The fix is to pre-multiply both sides by \(\mathbf{X}'\). This produces the square matrix \(\mathbf{X}'\mathbf{X}\), which does have an inverse:

\[\begin{align} \mathbf{y} &= \mathbf{X}\mathbf{b} \\[4pt] \mathbf{X}'\mathbf{y} &= \mathbf{X}'\mathbf{X}\mathbf{b} \\[4pt] (\mathbf{X}'\mathbf{X})^{-1}\mathbf{X}'\mathbf{y} &= (\mathbf{X}'\mathbf{X})^{-1}\mathbf{X}'\mathbf{X}\mathbf{b} \\[4pt] (\mathbf{X}'\mathbf{X})^{-1}\mathbf{X}'\mathbf{y} &= \mathbf{b} \end{align}\]

The last step uses the fact that \((\mathbf{X}'\mathbf{X})^{-1}(\mathbf{X}'\mathbf{X}) = \mathbf{I}\), and \(\mathbf{I}\mathbf{b} = \mathbf{b}\). The result is the OLS estimator:

\[ \boxed{\mathbf{b} = (\mathbf{X}'\mathbf{X})^{-1}\mathbf{X}'\mathbf{y}} \]

This formula works whether you have 1 predictor or 100. Adding more predictors just adds columns to \(\mathbf{X}\) — the formula itself stays the same.

A worked example

Let’s compute \(\mathbf{b}\) step by step using the 10-country dataset.

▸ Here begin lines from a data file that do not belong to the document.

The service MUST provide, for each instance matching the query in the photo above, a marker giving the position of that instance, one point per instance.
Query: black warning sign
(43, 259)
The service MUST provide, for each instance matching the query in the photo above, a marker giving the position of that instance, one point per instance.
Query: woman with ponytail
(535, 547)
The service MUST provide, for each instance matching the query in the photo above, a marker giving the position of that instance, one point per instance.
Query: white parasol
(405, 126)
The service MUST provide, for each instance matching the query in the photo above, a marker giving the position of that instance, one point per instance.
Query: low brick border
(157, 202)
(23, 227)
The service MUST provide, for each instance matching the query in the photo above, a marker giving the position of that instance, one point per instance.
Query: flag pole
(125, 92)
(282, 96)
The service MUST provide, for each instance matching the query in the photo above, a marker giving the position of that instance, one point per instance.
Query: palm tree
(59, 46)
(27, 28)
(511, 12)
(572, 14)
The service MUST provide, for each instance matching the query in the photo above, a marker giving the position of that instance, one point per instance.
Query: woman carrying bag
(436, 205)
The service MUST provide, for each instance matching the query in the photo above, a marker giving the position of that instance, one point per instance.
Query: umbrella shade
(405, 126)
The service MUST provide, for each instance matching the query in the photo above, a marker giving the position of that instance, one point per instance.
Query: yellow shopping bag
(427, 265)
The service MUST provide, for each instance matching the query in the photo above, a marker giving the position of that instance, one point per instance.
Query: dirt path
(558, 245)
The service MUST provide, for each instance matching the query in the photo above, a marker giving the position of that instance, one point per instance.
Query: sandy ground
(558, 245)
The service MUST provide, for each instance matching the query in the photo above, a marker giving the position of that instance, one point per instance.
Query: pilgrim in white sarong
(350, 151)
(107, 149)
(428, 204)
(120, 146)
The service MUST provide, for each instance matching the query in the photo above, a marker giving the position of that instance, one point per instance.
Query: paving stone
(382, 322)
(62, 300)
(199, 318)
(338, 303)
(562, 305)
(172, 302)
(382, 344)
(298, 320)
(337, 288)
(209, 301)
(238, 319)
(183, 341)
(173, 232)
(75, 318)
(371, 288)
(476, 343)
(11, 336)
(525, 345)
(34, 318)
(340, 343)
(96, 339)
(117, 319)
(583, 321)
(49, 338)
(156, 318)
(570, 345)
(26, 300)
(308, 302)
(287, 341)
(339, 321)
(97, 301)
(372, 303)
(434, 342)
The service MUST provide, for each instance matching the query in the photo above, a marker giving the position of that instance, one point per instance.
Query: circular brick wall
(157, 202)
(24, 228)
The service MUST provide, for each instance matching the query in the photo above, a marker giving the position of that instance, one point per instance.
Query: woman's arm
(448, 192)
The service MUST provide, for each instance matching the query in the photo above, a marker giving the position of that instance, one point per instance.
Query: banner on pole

First, set up the \(\mathbf{y}\) vector and the \(\mathbf{X}\) matrix. The constant column of 1s is created with cbind():

y <- matrix(d$inctop5, ncol = 1)
X <- cbind(1, d$agpct)

Step 1: Compute \(\mathbf{X}'\) (the transpose of \(\mathbf{X}\)):

XT <- t(X)
XT

     [,1] [,2] [,3] [,4] [,5] [,6] [,7] [,8] [,9] [,10]
[1,]    1    1    1    1    1    1    1    1    1     1
[2,]    8    6    8   69   30   53    5   14   14    43

Step 2: Compute \(\mathbf{X}'\mathbf{X}\), which is \(2 \times 2\) here:

XTX <- XT %*% X
XTX

     [,1]  [,2]
[1,]   10   250
[2,]  250 10900

Step 3: Compute \(\mathbf{X}'\mathbf{y}\) (apply the same pre-multiplication to the right-hand side):

XTy <- XT %*% y
XTy

       [,1]
[1,]  207.6
[2,] 6148.2

Step 4: Compute \((\mathbf{X}'\mathbf{X})^{-1}\). In R, solve() inverts a matrix:

invXTX <- solve(XTX)
invXTX

             [,1]          [,2]
[1,]  0.234408602 -0.0053763441
[2,] -0.005376344  0.0002150538

Step 5: Multiply to get \(\mathbf{b} = (\mathbf{X}'\mathbf{X})^{-1}\mathbf{X}'\mathbf{y}\):

b <- invXTX %*% XTy
b

           [,1]
[1,] 15.6083871
[2,]  0.2060645

Verify with lm()

These should match exactly what lm() returns:

lm(inctop5 ~ agpct, data = d)

Call:
lm(formula = inctop5 ~ agpct, data = d)

Coefficients:
(Intercept)        agpct  
    15.6084       0.2061  

They do. The intercept and slope we derived by hand are identical to R’s built-in linear model.²

² The only “trick” in all of this is computing the inverse \((\mathbf{X}'\mathbf{X})^{-1}\), which becomes numerically involved for larger matrices. Everything else — the transpose, the multiplications — is straightforward even by hand. This is also why lm() doesn’t actually use this formula internally: matrix inversion is numerically unstable for ill-conditioned \(\mathbf{X}'\mathbf{X}\). In practice, R uses QR decomposition instead, which is more stable. But the formula \(\mathbf{b} = (\mathbf{X}'\mathbf{X})^{-1}\mathbf{X}'\mathbf{y}\) remains the clearest way to understand what OLS is doing.